The author writes, “Pain, then, is not God’s great goof. It is a gift —the gift nobody wants.” He struggles with the problems of pain and its relationship to pleasure, and in his treatment of this profound and often baffling subject he does not come up with pat or easy answers. Rather, he faces the issues head-on.


Yancey probes into many aspects of suffering, and in so doing he draws upon the lives of such people as Joni Eareckson and Brian Sternberg. As Joni Eareckson herself says of this book: it “offers encouraging and strengthening testimonies as well as an understanding look at some of the problems involved in suffering. Phillip Yancey makes clear the sustaining grace and hope that are available to us from God in our time of need.”

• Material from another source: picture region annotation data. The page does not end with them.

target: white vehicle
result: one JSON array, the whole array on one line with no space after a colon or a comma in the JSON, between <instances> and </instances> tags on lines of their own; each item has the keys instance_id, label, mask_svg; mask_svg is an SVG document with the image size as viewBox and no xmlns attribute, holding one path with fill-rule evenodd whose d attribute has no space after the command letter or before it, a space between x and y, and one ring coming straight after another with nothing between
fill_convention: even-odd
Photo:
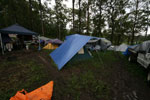
<instances>
[{"instance_id":1,"label":"white vehicle","mask_svg":"<svg viewBox=\"0 0 150 100\"><path fill-rule=\"evenodd\" d=\"M150 82L150 41L143 42L139 49L137 62L148 70L147 80Z\"/></svg>"}]
</instances>

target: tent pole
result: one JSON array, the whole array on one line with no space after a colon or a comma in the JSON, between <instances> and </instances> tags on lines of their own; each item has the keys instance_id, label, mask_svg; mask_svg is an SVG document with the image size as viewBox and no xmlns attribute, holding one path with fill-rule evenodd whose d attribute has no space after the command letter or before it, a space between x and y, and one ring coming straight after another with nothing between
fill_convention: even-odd
<instances>
[{"instance_id":1,"label":"tent pole","mask_svg":"<svg viewBox=\"0 0 150 100\"><path fill-rule=\"evenodd\" d=\"M1 33L0 33L0 40L1 40L2 54L4 55L3 42L2 42L2 34Z\"/></svg>"},{"instance_id":2,"label":"tent pole","mask_svg":"<svg viewBox=\"0 0 150 100\"><path fill-rule=\"evenodd\" d=\"M41 50L41 44L40 44L40 35L38 36L39 39L39 51Z\"/></svg>"}]
</instances>

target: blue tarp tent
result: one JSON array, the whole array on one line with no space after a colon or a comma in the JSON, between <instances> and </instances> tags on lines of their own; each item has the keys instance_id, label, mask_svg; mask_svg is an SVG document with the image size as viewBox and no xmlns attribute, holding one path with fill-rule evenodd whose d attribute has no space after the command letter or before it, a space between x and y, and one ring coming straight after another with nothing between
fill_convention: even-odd
<instances>
[{"instance_id":1,"label":"blue tarp tent","mask_svg":"<svg viewBox=\"0 0 150 100\"><path fill-rule=\"evenodd\" d=\"M75 34L66 38L67 40L50 54L59 70L93 37Z\"/></svg>"},{"instance_id":2,"label":"blue tarp tent","mask_svg":"<svg viewBox=\"0 0 150 100\"><path fill-rule=\"evenodd\" d=\"M0 29L2 34L18 34L18 35L37 35L37 33L32 32L18 24L11 25L9 27Z\"/></svg>"}]
</instances>

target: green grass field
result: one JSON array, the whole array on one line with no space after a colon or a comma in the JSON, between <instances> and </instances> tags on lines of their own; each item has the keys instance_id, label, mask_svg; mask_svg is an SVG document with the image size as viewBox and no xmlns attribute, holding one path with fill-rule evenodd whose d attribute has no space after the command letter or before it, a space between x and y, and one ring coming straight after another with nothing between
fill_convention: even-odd
<instances>
[{"instance_id":1,"label":"green grass field","mask_svg":"<svg viewBox=\"0 0 150 100\"><path fill-rule=\"evenodd\" d=\"M0 62L0 100L8 100L21 89L30 92L51 80L54 80L53 100L111 100L113 81L122 81L115 75L122 66L125 73L142 81L146 79L146 73L141 66L129 63L120 53L93 52L91 59L69 62L58 71L49 57L49 52L51 51L36 53L46 55L43 58L51 63L53 71L40 62L36 53L11 61L3 59Z\"/></svg>"}]
</instances>

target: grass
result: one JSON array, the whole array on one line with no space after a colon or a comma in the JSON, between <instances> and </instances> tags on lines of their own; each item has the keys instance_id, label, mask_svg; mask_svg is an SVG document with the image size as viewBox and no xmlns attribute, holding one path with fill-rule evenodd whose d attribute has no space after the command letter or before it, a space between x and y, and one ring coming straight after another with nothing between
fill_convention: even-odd
<instances>
[{"instance_id":1,"label":"grass","mask_svg":"<svg viewBox=\"0 0 150 100\"><path fill-rule=\"evenodd\" d=\"M50 60L55 68L56 65L49 56L51 52L42 50L38 53L41 56L44 53L45 59ZM112 99L112 84L109 84L106 79L112 77L111 75L114 74L112 69L118 63L123 64L125 69L135 77L146 78L141 66L129 63L121 53L92 52L92 55L92 59L69 62L59 73L56 73L60 75L54 80L54 100L86 100L87 97L92 100ZM18 90L25 89L30 92L46 84L49 79L54 79L50 76L50 72L34 57L0 62L0 100L8 100Z\"/></svg>"}]
</instances>

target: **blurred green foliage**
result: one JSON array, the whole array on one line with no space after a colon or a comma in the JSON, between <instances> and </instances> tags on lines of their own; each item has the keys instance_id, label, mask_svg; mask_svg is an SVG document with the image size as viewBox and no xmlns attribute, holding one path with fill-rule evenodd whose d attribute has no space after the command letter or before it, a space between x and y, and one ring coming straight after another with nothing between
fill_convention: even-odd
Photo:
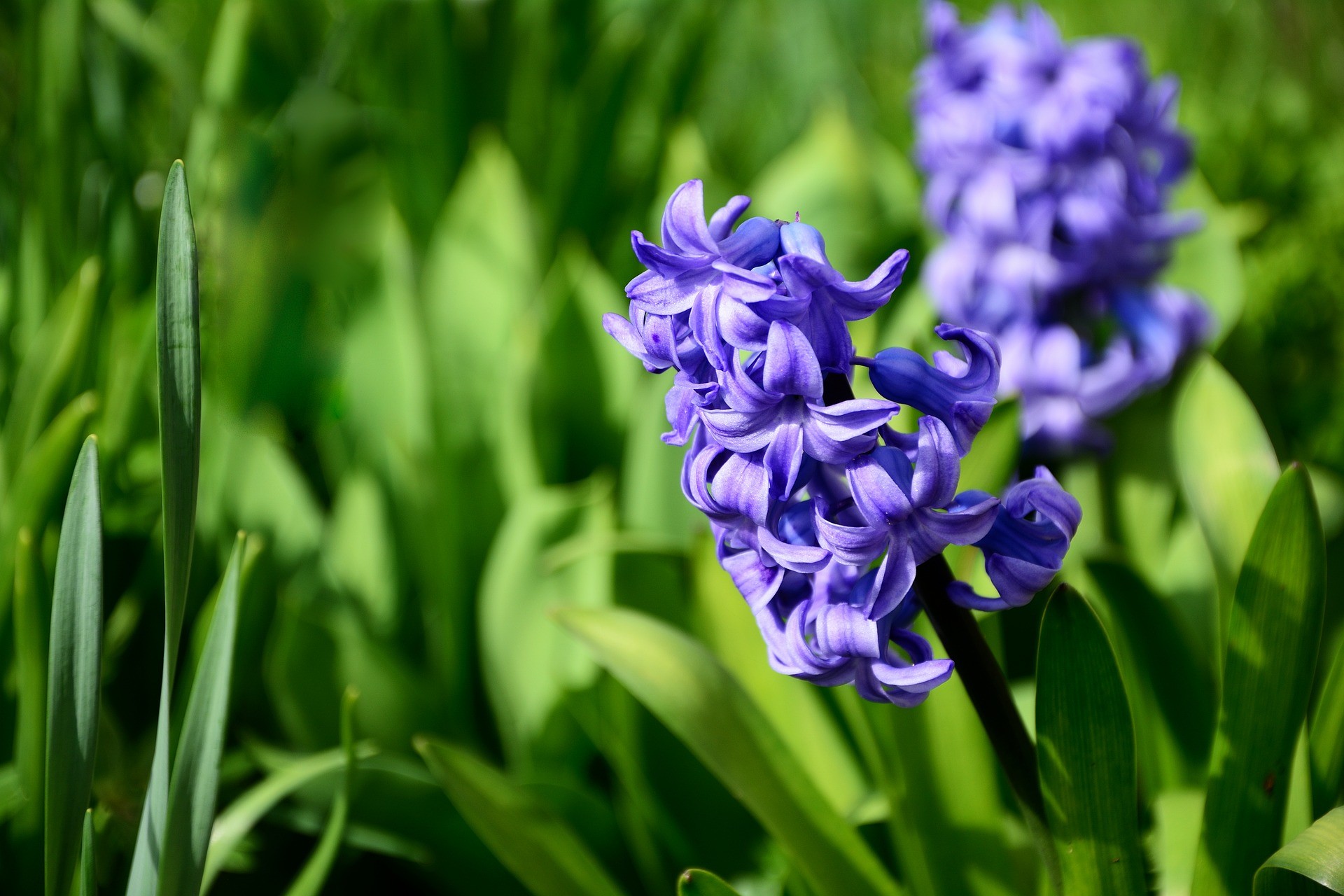
<instances>
[{"instance_id":1,"label":"blurred green foliage","mask_svg":"<svg viewBox=\"0 0 1344 896\"><path fill-rule=\"evenodd\" d=\"M1277 476L1270 453L1313 465L1337 556L1344 8L1046 5L1066 35L1132 34L1156 71L1181 78L1203 181L1183 201L1206 211L1210 236L1188 242L1173 277L1216 292L1230 329L1216 356L1235 380L1187 392L1250 396L1254 408L1235 410L1259 415L1267 443L1243 433L1255 443L1228 469L1267 477L1257 500ZM238 609L219 798L258 807L233 814L250 821L207 862L211 892L288 885L319 837L344 842L324 892L521 892L417 758L422 732L474 754L442 752L458 770L476 756L505 767L507 780L478 772L481 793L543 813L547 837L562 819L626 892L671 892L692 865L745 896L809 892L724 786L548 615L609 603L706 641L828 811L857 823L913 892L1030 892L1031 849L958 682L903 713L766 672L680 497L677 453L657 442L661 382L598 321L622 309L636 273L628 232L655 228L672 185L699 176L711 200L749 192L761 214L801 211L851 277L910 249L909 285L856 339L871 348L926 330L914 283L933 236L906 156L921 55L917 4L890 0L0 7L0 815L12 815L0 866L17 892L40 880L23 810L23 633L40 623L59 498L90 427L106 541L94 830L110 892L134 844L164 630L155 251L179 157L204 367L183 669L206 647L235 531L265 540ZM1172 391L1117 420L1111 458L1064 478L1089 510L1068 578L1098 598L1129 682L1149 861L1164 892L1183 892L1219 607L1259 506L1223 514L1227 480L1200 478L1198 451L1176 472L1193 449L1177 434L1175 459L1169 450ZM1216 420L1223 399L1207 400ZM1199 419L1177 415L1175 429L1222 451ZM1130 594L1171 619L1161 650ZM1043 603L985 622L1023 707ZM1322 656L1335 656L1341 613L1331 583ZM306 754L341 743L348 685L363 746L347 782L340 754ZM175 688L179 719L188 693L188 681ZM1312 751L1337 778L1332 751ZM1316 790L1333 805L1328 782ZM340 825L328 823L337 798ZM1286 833L1329 807L1309 813L1310 794L1309 814L1294 806ZM894 825L888 841L872 822L896 810L919 823ZM921 837L931 868L910 864Z\"/></svg>"}]
</instances>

Actually, this is an easy book to read. In fact, I could hardly put it down once I had started it. But that’s the only easy thing about the book. Nevertheless, facing the hard problems related to suffering, the author has provided us with valuable lessons and much food for thought in dealing with problems that go all the way back to Job and his experience.


No single book on suffering has enlightened me more than this one. Its contents represent some of the most thoughtful, honest and incisive reading I’ve come across in more recent years. Perhaps the best sincere compliment I can pay it is that it’s the kind of book that a lot of us, having read it once, will want to reread it.


The book is now available in a paperback edition.